The Difference One Year Makes
Article

The Difference One Year Makes

In June 2016, the IHO/IOC GEBCO Guiding Committee and the Nippon Foundation hosted F-FOFM, the Forum for Future Ocean Floor Mapping in Monaco. Over three days, some 170 ocean mapping stakeholders were encouraged to collaborate and complete the mapping of the world’s oceans below the traditional limits of hydrographic surveys (~150m).

FOFM, featured in Newsweek and Economist articles, energised the community by setting a 2030 date for completion of a 100m grid of the oceans. In the year since, a number of advances indicate the possibility of success.

My previous Insider's View (January 2016) proposed using a mother ship with 50 HUGIN AUVs to complete the unmapped 88% of the oceans. While eliciting little response, it coincided with Sea Trepid International's purchase of 6 HUGIN 6000s. Now, together with Ocean Infinity, and under the aegis of Swire Seabed, they will vastly increase the economics of seafloor mapping by using their new mission dedicated vessel Seabed Constructor as the host surface vessel (HSV), controlling six unmanned surface vessels (USVs), each in contact with its own HUGIN 6000. This combination is under contract for the next six years, almost 50% of the time remaining until 2030.

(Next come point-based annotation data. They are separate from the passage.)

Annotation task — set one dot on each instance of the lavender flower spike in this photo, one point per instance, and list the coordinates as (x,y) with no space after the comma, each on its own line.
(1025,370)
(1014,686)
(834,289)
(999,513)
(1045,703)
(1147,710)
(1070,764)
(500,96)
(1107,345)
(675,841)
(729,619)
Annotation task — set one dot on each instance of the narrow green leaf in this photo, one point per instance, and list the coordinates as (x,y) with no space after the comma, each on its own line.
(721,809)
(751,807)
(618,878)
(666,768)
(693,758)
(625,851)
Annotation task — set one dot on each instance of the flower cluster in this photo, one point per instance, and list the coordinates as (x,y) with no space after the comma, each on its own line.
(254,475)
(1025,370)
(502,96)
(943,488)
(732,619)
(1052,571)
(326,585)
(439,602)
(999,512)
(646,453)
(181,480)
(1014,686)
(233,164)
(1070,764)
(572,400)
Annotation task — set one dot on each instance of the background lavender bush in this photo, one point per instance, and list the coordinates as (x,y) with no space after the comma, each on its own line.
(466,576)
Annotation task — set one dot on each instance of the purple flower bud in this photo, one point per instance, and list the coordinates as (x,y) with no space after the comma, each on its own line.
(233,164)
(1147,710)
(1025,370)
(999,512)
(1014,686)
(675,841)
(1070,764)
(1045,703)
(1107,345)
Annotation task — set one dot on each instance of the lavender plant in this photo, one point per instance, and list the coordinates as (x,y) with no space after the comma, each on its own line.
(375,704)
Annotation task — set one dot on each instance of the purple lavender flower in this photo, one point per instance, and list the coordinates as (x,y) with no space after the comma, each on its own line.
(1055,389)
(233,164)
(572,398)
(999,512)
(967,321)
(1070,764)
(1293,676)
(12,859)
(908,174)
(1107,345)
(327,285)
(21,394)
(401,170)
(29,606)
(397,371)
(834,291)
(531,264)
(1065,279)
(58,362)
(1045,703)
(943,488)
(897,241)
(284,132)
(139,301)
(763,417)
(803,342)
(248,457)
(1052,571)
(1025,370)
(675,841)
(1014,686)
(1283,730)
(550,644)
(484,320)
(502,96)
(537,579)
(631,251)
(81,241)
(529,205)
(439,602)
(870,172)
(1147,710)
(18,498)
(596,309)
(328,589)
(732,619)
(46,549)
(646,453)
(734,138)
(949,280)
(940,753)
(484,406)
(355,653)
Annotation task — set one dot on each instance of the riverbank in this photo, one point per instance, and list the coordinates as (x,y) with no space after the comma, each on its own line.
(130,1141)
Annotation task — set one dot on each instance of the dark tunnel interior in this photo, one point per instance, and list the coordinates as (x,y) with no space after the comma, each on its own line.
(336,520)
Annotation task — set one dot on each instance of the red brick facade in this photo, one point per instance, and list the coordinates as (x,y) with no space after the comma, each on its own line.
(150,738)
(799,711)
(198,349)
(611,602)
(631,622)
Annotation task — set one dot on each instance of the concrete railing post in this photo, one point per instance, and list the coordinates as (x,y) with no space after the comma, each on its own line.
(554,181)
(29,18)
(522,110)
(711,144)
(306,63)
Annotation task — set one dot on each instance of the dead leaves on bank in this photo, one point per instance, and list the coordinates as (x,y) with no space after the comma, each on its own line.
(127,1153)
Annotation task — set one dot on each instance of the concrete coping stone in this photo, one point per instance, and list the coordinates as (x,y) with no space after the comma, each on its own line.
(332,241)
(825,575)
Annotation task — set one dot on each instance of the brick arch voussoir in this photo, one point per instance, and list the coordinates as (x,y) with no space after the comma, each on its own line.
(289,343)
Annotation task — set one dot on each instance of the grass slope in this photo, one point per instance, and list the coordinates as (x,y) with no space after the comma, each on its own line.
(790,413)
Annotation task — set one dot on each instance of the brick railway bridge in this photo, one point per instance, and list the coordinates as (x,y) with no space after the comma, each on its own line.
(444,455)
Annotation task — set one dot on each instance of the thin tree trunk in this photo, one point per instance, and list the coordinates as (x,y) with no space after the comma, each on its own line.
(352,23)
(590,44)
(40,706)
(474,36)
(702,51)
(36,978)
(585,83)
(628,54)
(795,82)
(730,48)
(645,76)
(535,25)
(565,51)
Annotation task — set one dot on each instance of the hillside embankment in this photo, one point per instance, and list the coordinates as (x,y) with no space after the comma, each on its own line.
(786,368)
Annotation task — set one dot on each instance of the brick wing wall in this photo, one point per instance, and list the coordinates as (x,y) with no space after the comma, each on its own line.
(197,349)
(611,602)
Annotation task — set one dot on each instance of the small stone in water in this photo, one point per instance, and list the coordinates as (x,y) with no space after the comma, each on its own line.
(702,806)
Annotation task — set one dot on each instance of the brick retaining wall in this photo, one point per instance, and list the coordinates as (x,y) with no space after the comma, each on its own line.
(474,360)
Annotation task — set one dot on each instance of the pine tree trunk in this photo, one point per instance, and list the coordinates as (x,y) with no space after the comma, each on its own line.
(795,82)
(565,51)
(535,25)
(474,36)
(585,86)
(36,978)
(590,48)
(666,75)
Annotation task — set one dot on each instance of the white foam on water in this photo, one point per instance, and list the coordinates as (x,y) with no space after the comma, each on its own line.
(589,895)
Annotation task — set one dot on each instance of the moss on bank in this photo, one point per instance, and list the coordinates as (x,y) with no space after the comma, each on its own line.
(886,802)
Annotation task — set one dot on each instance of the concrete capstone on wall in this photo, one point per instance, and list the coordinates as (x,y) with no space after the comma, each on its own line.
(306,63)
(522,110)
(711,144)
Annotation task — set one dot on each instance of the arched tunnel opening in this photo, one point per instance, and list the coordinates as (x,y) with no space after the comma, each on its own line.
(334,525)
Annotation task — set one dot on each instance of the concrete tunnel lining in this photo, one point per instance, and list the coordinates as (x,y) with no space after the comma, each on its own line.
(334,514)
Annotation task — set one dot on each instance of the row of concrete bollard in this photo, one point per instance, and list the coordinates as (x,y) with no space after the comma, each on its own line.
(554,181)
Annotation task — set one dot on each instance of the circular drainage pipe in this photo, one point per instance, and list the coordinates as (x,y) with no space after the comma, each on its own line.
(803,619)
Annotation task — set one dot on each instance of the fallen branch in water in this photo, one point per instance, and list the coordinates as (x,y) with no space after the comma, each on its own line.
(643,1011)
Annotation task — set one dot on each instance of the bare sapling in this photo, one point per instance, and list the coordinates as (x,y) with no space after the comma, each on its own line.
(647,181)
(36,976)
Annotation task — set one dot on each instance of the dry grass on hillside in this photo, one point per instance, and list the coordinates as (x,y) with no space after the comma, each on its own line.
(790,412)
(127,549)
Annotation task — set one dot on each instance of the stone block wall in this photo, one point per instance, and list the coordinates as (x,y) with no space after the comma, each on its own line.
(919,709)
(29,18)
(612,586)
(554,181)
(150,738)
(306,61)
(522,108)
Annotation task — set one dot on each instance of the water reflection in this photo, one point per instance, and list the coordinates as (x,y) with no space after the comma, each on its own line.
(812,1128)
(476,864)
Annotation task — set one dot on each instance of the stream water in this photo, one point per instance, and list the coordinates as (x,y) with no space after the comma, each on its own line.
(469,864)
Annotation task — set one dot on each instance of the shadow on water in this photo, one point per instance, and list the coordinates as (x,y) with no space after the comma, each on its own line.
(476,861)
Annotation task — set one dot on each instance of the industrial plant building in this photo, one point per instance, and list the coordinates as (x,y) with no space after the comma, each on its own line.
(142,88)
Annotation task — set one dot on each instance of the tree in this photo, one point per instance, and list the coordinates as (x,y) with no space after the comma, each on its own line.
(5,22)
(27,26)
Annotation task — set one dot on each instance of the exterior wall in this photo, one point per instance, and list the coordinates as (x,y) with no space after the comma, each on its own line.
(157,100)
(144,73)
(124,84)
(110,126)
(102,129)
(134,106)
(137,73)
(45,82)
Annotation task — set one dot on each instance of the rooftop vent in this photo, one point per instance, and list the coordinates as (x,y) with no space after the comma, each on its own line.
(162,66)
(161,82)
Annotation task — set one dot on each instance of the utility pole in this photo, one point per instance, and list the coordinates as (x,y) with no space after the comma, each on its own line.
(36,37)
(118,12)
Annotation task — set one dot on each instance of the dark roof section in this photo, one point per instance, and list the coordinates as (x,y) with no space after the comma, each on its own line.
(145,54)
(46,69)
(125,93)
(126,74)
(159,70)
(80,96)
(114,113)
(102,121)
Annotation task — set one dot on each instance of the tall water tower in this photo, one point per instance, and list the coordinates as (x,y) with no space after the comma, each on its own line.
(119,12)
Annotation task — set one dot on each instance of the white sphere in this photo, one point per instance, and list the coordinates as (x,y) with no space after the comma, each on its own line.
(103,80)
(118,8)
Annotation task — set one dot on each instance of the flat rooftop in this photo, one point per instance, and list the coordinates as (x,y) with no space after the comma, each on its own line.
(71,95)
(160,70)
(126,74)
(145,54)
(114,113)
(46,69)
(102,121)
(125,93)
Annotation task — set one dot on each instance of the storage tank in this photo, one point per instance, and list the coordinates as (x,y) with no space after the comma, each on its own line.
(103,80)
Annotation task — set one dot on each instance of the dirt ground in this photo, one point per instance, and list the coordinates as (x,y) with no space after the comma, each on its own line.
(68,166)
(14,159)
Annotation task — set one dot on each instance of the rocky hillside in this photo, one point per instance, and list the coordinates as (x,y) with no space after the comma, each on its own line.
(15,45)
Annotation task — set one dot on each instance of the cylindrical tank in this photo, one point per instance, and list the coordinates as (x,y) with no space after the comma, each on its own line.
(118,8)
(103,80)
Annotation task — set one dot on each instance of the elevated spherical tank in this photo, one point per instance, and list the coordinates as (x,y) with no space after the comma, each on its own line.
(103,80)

In space, a few of the world's 1,810 billionaires have already set impressive goals for galactic exploration. In light of the far more tangible returns from mapping our oceans, it might be rewarding for another billionaire to fund the work of such a HSV-USV combination. Recently, Ocean Infinity has even acquired two more HUGINs. I frankly consider a grid for the oceans, similar to those existing for our fellow planets, to be nearly on a par with the initial decoding of the human genome.

A month before that last column, Shell's USD7m Ocean Discovery XPRIZE initiated a competition to refine autonomous technologies to better map the mostly deep seafloor. At present 21 semi-finalists are developing similar autonomous techniques.

March's THSOA HYDRO-2017 meeting in Galveston, USA, showcased the standardisation and simplification of multibeam acquisition and analysis and the widespread movement towards autonomous data acquisition by unmanned surface vehicles and UAVs. A strong take-home message was delivered by CCOM's John Hughes-Clark who showed that troublesome outliers on MB swaths result from near surface oceanography and not the equipment. The solution is either a more narrow swath, instantaneous measurements of these effects in the upper layers, or as we are seeing, AUVs operating well below these phenomena.

Another outcome of FOFM has been wholesale release of existing datasets. Examples are the EMODNet, BOEM's Gulf of Mexico grid, the MH370 search area, localised grids like that for the Baltic Sea, and likely future contributions of offshore oil and seabed mineral surveys. However, inshore areas still face the political hurtle of grids as fine as 100m. I for one, have expanded the compilation of our 100m grid for the Red Sea (<i>Hydro International<i> Nov-Dec 2014) to the Persian Gulf and Indian Ocean down to the Equator. This will use all available sources for the shallow offshore of 19 countries comprising ~2% of the Earth and its shallower seas.

The MH370 search showed that the oceans are poorly mapped. An article by GEBCO's Karen Marks and Walter Smith in AGU's monthly Eos, caught the attention of multiple media outlets. emphasising to air travellers that a ditching at sea would probably be in a poorly mapped area.